白井京月の読書ノート

2009年から2014年の読書メモ

武器としての決断思考

武器としての決断思考 (星海社新書)

武器としての決断思考 (星海社新書)

昔々の日本では、有名大学を出て一流企業に入るなり、公務員になるなり出来れば、それだけで安定した人生が送れると考えられていた。いや、今でも高齢者の中にはそういう観念を持つ人が多数いる。しかし、そんな時代はとっくに終わっている。

有名企業で働いていることを「良い船に乗っている」と表現する人もいた。しかし、今はそこに胡坐をかいていられる時代ではない。良い船など無いと思った方が良い。複雑で厳しい時代なのだ。この本は、そういう時代に若者がどう考えて行動すべきかをディベートの手法を交えながら説いた若者へのメッセージでる。

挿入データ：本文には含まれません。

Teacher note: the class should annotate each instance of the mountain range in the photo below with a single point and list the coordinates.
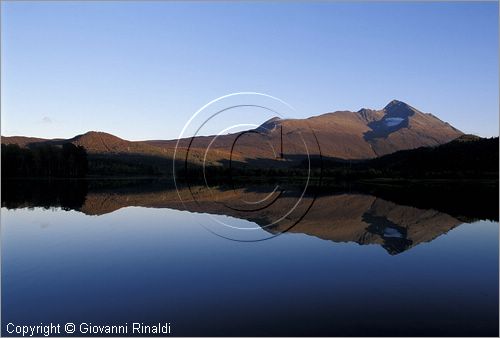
(346, 135)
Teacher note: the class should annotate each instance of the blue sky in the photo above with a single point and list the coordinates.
(140, 70)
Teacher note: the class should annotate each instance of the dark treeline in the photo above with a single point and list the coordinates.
(67, 160)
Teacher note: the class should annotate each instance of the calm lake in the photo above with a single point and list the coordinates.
(264, 260)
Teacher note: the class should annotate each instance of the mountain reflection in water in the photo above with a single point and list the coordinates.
(394, 216)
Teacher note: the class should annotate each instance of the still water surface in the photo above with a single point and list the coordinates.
(356, 264)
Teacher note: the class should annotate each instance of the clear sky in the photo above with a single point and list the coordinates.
(139, 70)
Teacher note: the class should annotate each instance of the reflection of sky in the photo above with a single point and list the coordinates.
(160, 264)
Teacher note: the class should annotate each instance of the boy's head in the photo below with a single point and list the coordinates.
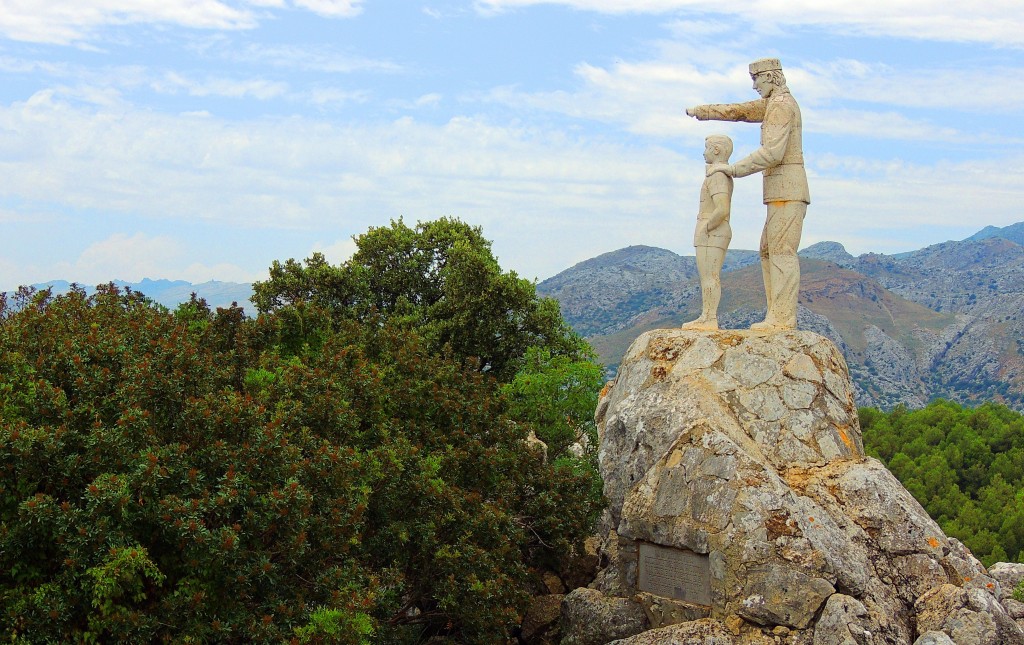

良く考えるとはどういうことなのか。どう決断するべきなのか。今は人生設計や計画の意味が薄れたと筆者は言う。そうではなく、状況に応じて切れるカードを増やしておくことが重要なのだと言う。

若者に対する筆者の熱い思いがひしひしと感じられる。帯には「東大NO.1ベストセラー」と入っている。ただ、この本にあるように、いろいろなカードを切れるのは一握りのエリートなのではないかとも思う。また、筆者の背景には、昔ながらの上昇志向が色濃くあるようだ。その意味では、一般人の感覚とはかなり違うという印象だ。危機感の次元が違うのだ。

最後に大きい字で「自分の人生は、自分で考えて、自分で決めて行く」と書かれている。これは何よりも大事なことだろう。親や教師の意見で決めてはいけない。ましては怪しいコンサルタントや占い師の意見で決めてもいけない。自分で決めることこそが、生きるということなのだから。